Below is a lil prose-ish bit that I did for my RPG. I've also decided on a system to crib off of (Fate, for those in the know) for rules and a basic layout of a character sheet.
Quiet Stars
- The year is 2199. A sense of optimism, reminiscent of the surge of pride when Neil Armstrong first stepped on Luna, gripped the entire solar system. Earth, Luna, Mars and the Belt colonies all came together to assemble the most auspicious endeavor of the species to date. To colonize another star system. The worlds of Eden Prime were selected from the tens of thousands of candidates because of the unique bounty of their system. Three worlds were found within the habitable zone of the star of Eden Prime. Three worlds that, after prolonged radio-astronomical survey and an unmanned probe flyby, were determined to have nitrogen/oxygen atmospheres, free liquid water, and enough gravity to keep human physiology functioning within normal limits.
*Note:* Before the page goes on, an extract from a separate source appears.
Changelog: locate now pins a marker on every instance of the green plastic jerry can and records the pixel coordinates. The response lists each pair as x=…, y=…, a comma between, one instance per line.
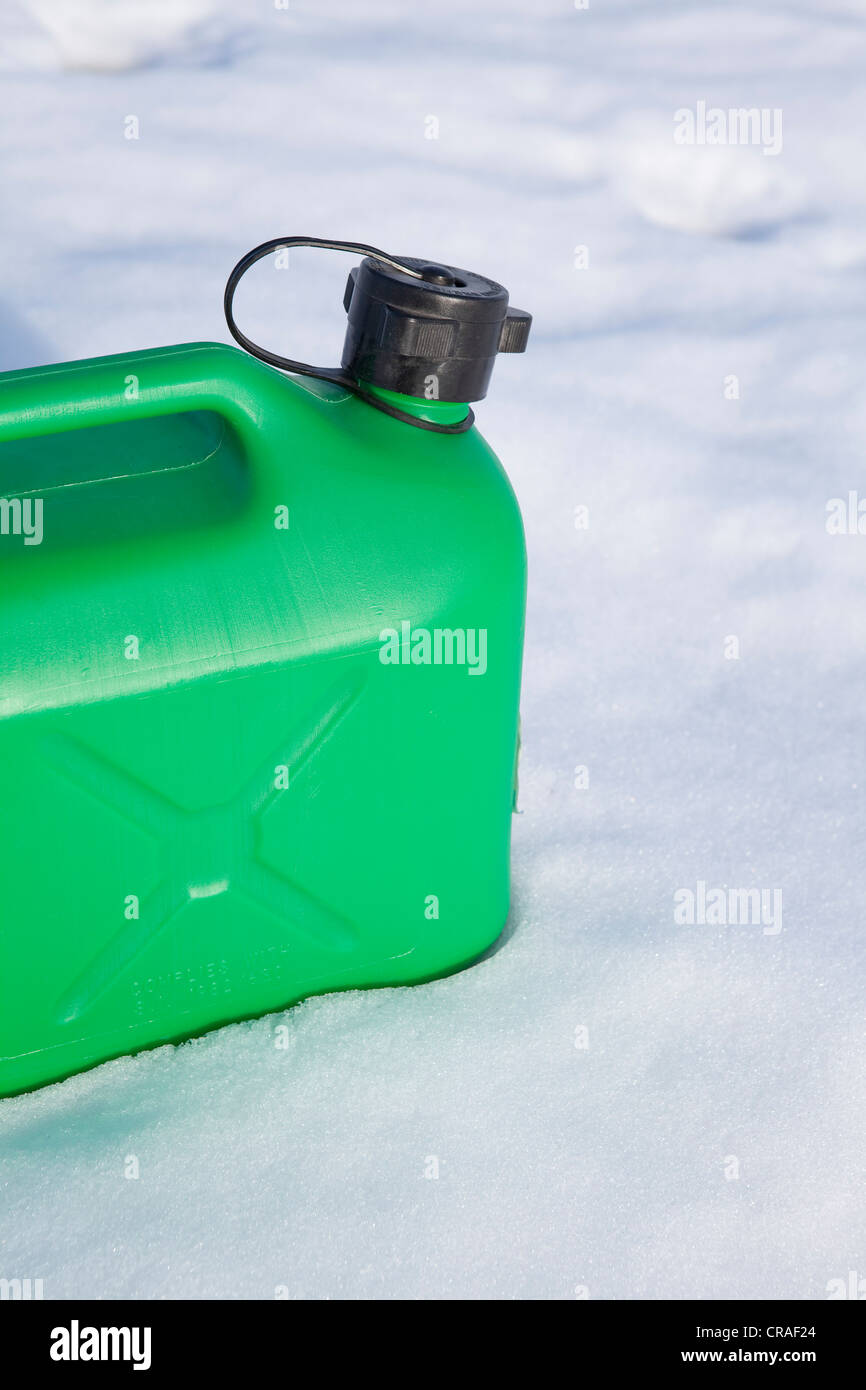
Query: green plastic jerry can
x=260, y=649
The system has everything a newly elevated civilization could want, three habitable worlds, a dense asteroid belt rich with untold gigatons of valuable ore, a pair of guardian gas giants that kept the system clear of wandering planet killers.
In the spring of 2201 the First Expedition to Eden Prime launched from its deep space logistical rendezvous point, out near the particularly large piece of rock known as Pluto. Three thousand of our best and brightest, aboard three of the most massive vessels then known to humankind. Some bright spark, no one is still sure who suggested the names. The Nina, the Pinta and the Santa Maria. Three thousand souls left for a fifty year journey through deep space to begin the next chapter of the story of Humanity, where we finally take our first steps beyond the solar system and establish ourselves firmly as an interstellar presence in the galaxy.
[-- Addendum: Static Image File - Deep Space Logistical Rendezvous Alpha 011214.xft]
[-- Description: Deep Space Logistical Rendezvous Alpha ‘Appian Way’ is pictured at a distance. It is an open void space dock, approximately 5 km long at its broadest point. Near-space swarms with micro-RCS autonomous drones moving tools, materiel and technicians around the skeletal structure of the station. Three massive ships in various stages of completion hang from the framework like stalactites over the yawning emptiness of interstellar space. One is bare foam-steel superstructure and engine shrouds, large sections of deck plating as well as interior and exterior hull sections floating in an orderly procession nearby, gently shepherded into place by fleets of dedicated tug-drones with firm, padded grips. One appears to be near completion, a lambent glow from it’s reactor exhaust and the periodic deep tremor from grav-plate testing a dead giveaway for a vessel in the phases of final shakedown before launch, even as it’s cargo bays remain open highways for a constant stream of drones loaded with void-sealed deliveries.]
It was expected that real-time communication would drop off soon after the ships departed due to the distance and doppler shift problem of sub-lightspeed communication with ships moving a significant fraction of C. The accepted solution was a series of communication beacons that the Expedition would deploy as they made their way to Eden Prime, each set to pick up and amplify the rapidly thinning stream of data between Earth and her brave explorers. Periodic updates would have to suffice, delivered in highly compressed data dumps exchanged between the expedition and her home.
It was expected that communications would decrease in both quality and frequency over time. The problem had been well documented as far back as man’s first baby steps into interstellar space in the 1900’s when our first probes began to reach the limits of our solar system and their voices became weak and slow, our connection with them tenuous and increasingly limited.
They were not expected to disappear completely.
Approximately three years into the voyage the trickle of positional data being received from the first beacon abruptly cut off mid-feed. This was not cause for immediate alarm. Contingencies such as this one had been planned for, plans put in place. Drone repair ships, capable of acceleration and deceleration curves that would turn a human body to paste rode laser assisted solar sails to reach the first beacon and repair it, only to find it functioning perfectly, receiving nothing but static and white noise from the trajectory of the first expedition, it’s digital tether effectively cut.
An emergency signal was transmitted along the hydrogen band, the frequency that penetrates deepest into the inky black at the highest possible power from our deep space comm-sat array. The message was short and simple.
‘Where are you? Can you hear us?’
The deafening silence stretched from months into years before the bells finally rang in every holy space in the solar system.
Three thousand times the bells cried out the grief of humanity as we consigned our brave explorers and a spark of our hope to the infinite, Quiet Stars.